07-06-2019 20:30 | by Vitaly Samigullin | in Blog | 1288 words | 6 min to read
tags: architecture config k8s

App configuration is highly opinionated topic. It’s technology stack- and infrastructure-dependent. When it comes to configs there are a few parties with a possible conflict of interests. Software developers want an easy access to app’s configuration, versioning, readability, language support for the config format. Security guys want security! SRE/Administrators want an easy deployment and scaling as well as infrastructure native support for configuration format of choice. Managers, well, they probably want to smile at conferences and don’t want you all to spend too much time on such a miserable question like configuration architecture!

In software development some things change rapidly. Ideas, manifests and frameworks rise and fall. So lets review what’s application configuration today and what it could be.

Environment variables: good and bad parts

Environment variables (env vars or env) are often recommended as the only way to store application configs (see The Twelve-Factor App rule III). Envs are good bacause they are:

Secure

Environment variables are set by who’s responsible for the deployment environment: by developer on local machines, by SRE/Administrator/DevOps in production. With env you won’t compromise your production credentials even if your code’s leaked to the public. It’s also harder for developers to break something in production, because they simply don’t have access to production credentials.

Messing up with envs in the runtime may also be tricky, as you cannot change environment variables for the parent process in *nix systems.

Universal

Environment variables are everywhere! On GNU/Linux, MacOS, Windows. Every production-ready programming language supports envs out of box.

Easy to use

Env is flat. Basically it’s a key-value pair with string value. So loading envs is easy.

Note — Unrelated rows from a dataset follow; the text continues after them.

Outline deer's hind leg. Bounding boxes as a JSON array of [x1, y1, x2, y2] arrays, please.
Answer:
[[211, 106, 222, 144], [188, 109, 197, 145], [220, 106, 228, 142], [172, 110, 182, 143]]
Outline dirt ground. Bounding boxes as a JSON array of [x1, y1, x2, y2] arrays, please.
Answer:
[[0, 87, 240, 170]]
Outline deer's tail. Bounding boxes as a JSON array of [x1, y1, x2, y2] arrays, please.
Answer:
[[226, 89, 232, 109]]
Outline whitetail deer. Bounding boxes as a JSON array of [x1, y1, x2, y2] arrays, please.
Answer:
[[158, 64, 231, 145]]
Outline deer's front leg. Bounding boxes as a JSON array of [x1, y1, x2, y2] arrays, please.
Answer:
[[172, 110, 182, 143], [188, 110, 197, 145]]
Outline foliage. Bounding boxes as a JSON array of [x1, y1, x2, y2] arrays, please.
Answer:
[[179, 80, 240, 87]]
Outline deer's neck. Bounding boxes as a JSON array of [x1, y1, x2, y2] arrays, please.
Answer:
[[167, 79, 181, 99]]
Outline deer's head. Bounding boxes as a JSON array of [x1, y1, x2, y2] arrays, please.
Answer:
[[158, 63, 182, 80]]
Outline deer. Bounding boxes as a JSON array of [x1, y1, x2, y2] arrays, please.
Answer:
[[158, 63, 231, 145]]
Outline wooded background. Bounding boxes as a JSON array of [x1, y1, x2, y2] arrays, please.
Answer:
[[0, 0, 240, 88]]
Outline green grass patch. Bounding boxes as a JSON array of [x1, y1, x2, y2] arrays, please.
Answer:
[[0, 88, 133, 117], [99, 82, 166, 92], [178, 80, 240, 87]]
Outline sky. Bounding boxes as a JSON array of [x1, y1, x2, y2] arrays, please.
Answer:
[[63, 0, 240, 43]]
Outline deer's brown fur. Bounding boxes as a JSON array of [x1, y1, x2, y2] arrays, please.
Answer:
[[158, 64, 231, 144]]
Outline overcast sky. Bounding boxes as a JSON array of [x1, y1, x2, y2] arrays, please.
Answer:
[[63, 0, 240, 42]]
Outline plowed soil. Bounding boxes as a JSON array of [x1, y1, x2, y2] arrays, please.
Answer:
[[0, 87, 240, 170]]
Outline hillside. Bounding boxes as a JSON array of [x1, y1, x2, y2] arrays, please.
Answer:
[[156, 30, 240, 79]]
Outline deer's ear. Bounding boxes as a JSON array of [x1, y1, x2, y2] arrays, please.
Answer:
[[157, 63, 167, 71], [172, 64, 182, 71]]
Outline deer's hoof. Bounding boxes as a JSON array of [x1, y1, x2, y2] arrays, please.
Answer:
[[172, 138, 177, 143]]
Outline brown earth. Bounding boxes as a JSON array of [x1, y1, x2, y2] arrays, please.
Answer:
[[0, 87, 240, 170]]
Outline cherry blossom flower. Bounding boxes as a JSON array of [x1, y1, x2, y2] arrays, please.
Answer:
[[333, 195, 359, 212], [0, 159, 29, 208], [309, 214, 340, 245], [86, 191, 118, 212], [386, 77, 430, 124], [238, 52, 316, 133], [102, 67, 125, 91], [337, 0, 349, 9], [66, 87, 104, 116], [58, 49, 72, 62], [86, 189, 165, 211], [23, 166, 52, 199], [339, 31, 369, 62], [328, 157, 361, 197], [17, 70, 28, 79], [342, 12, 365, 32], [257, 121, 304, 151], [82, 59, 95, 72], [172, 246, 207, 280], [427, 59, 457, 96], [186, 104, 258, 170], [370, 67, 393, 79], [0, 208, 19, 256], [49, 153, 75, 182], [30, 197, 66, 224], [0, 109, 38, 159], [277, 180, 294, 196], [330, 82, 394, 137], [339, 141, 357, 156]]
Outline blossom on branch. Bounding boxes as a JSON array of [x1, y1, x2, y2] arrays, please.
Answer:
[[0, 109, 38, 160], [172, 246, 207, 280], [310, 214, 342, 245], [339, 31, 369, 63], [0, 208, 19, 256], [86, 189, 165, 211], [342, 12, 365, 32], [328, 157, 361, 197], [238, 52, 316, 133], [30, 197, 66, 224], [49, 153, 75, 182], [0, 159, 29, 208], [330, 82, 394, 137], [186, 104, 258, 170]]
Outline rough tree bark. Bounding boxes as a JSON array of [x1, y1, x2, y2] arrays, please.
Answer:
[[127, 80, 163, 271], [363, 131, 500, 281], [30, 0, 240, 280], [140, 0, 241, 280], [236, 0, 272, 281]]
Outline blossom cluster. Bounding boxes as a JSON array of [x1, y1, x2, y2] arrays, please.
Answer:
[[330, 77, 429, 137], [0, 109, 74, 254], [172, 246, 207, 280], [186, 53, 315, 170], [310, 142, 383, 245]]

There are some bad things about envs too. Envs are:

Unexpressive

The flip side of the “easy” coin is unexpressiveness. Envs are flat key-value strings. You cannot store the whole config as en env. So you need to read envs in your code and then construct some sort of the final configuration, possible overly complex.

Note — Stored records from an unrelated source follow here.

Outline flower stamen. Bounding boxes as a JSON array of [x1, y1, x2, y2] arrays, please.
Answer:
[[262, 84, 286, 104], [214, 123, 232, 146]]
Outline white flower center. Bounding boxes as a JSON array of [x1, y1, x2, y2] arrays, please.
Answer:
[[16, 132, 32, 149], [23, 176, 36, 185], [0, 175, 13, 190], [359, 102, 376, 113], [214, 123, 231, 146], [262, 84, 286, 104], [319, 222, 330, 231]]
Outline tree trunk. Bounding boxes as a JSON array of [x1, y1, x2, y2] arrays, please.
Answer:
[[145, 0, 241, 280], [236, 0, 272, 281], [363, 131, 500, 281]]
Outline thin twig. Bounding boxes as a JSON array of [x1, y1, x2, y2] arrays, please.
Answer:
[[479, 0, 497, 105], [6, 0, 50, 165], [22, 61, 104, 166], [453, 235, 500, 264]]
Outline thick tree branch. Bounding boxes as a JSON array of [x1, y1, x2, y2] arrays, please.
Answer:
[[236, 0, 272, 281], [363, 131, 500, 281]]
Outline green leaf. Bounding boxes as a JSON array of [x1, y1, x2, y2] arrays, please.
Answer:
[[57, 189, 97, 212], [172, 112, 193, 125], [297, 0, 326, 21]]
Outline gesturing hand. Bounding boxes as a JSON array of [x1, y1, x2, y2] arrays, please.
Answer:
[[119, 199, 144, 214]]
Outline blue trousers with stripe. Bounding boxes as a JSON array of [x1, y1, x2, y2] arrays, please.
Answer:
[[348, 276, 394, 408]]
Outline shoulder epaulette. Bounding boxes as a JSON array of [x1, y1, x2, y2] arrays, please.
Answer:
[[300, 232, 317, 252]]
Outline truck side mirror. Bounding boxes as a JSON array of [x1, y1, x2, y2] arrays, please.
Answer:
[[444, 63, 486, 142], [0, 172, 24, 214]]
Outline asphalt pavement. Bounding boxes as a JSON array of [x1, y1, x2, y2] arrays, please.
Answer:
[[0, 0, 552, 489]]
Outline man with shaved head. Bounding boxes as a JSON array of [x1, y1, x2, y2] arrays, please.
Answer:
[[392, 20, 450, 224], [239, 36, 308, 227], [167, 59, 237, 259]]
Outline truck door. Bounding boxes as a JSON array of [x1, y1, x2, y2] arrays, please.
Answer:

Flat env structure also get you into a grey area of bad variable names. Consider the following YAML config:

cluster:
  host_weight:
    node00.example.com: 0.8
    node01.example.com: 0.8
    node02.example.com: 1.0
    node03.example.com: 0.5
db: 1
user: app
password: my_password

It may translate to the following envs to substitute values in the config above:

CLUSTER_HOST_NODE_00=0.8
CLUSTER_HOST_NODE_01=0.8
CLUSTER_HOST_NODE_02=1.0
CLUSTER_HOST_NODE_03=0.5
CLUSTER_DB=1
CLUSTER_USER=app
CLUSTER_PASSWORD=my_password

So, you still store some kind of configuration file in your app’s version control system (VCS). Usually it’s a module in you programming language (e.g. config.py in Python) with some language-specific data structures and even some logic. Values (at least some of them) are stored as envs with quite awkward names. These configs are much less readable as the YAML above.

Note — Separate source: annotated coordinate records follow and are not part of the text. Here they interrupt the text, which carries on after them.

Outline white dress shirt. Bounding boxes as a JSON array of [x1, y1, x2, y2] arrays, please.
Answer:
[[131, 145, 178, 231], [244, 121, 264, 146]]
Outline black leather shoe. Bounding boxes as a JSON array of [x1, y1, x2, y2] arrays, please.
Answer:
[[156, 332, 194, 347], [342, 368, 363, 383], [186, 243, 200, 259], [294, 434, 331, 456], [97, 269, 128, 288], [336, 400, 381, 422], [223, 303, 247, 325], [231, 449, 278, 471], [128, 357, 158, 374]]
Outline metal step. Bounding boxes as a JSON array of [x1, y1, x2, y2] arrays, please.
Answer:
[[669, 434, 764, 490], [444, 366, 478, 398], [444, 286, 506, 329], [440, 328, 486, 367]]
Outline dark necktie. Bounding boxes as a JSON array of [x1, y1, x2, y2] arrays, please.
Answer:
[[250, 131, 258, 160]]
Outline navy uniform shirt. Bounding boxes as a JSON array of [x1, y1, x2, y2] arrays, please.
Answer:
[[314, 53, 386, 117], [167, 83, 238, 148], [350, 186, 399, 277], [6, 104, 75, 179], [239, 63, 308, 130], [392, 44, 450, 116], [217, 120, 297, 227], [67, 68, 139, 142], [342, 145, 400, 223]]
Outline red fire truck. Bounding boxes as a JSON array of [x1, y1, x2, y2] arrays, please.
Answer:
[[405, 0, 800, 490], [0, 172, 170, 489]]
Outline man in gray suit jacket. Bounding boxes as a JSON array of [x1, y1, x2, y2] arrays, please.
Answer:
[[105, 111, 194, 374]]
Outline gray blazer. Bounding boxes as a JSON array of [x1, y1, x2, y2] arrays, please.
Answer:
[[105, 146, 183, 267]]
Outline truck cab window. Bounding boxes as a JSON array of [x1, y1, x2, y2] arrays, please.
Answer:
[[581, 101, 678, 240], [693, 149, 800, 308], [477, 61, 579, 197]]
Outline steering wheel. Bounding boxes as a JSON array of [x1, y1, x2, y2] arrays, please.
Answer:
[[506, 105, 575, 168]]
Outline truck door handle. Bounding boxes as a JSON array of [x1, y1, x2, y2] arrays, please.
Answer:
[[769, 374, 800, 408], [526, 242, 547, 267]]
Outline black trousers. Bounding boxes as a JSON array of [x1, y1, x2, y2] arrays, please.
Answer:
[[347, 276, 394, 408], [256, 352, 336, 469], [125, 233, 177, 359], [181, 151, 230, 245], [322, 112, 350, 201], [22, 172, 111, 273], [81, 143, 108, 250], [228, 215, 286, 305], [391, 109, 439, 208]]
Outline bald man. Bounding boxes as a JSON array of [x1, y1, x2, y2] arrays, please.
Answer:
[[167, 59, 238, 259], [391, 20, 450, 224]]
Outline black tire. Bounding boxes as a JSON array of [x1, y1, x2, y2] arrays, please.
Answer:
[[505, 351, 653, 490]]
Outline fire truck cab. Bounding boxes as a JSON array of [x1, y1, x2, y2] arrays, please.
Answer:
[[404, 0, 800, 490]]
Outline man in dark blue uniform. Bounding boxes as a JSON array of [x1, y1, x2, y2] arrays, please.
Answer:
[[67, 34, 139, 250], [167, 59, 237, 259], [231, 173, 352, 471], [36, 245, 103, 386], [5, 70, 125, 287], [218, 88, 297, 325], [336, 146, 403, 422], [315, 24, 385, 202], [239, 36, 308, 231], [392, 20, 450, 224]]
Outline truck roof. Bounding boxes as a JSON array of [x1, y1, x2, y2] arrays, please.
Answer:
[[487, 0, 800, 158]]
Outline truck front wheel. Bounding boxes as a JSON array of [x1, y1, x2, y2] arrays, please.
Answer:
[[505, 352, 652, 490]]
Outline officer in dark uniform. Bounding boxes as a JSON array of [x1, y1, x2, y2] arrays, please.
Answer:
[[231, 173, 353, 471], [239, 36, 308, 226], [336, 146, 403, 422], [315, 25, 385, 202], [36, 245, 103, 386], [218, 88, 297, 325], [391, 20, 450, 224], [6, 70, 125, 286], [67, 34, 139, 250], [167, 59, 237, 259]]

Need to be stored somewhere eventually

Envrironment variables are stored somewhere eventually: in your admins repository, orchestration system’s manifest files that also checked in the VCS. So even separated from the app’s code repo, envs are still stored in files that potentially could be accessed by more people than they should.

May break release determinism

If you use config files checked into your app’s repository, your config is also a part of the app’s releases. You can effectively rollback to a stable release whenever needed.

In the case of envs your app’s releases are separated from the configs. Ideally environment variables should be versioned too. Both app’s and config’s releases should be synchornized somehow. Otherwise your release determinism may break, rollback to previous versions with zero downtime may become difficult.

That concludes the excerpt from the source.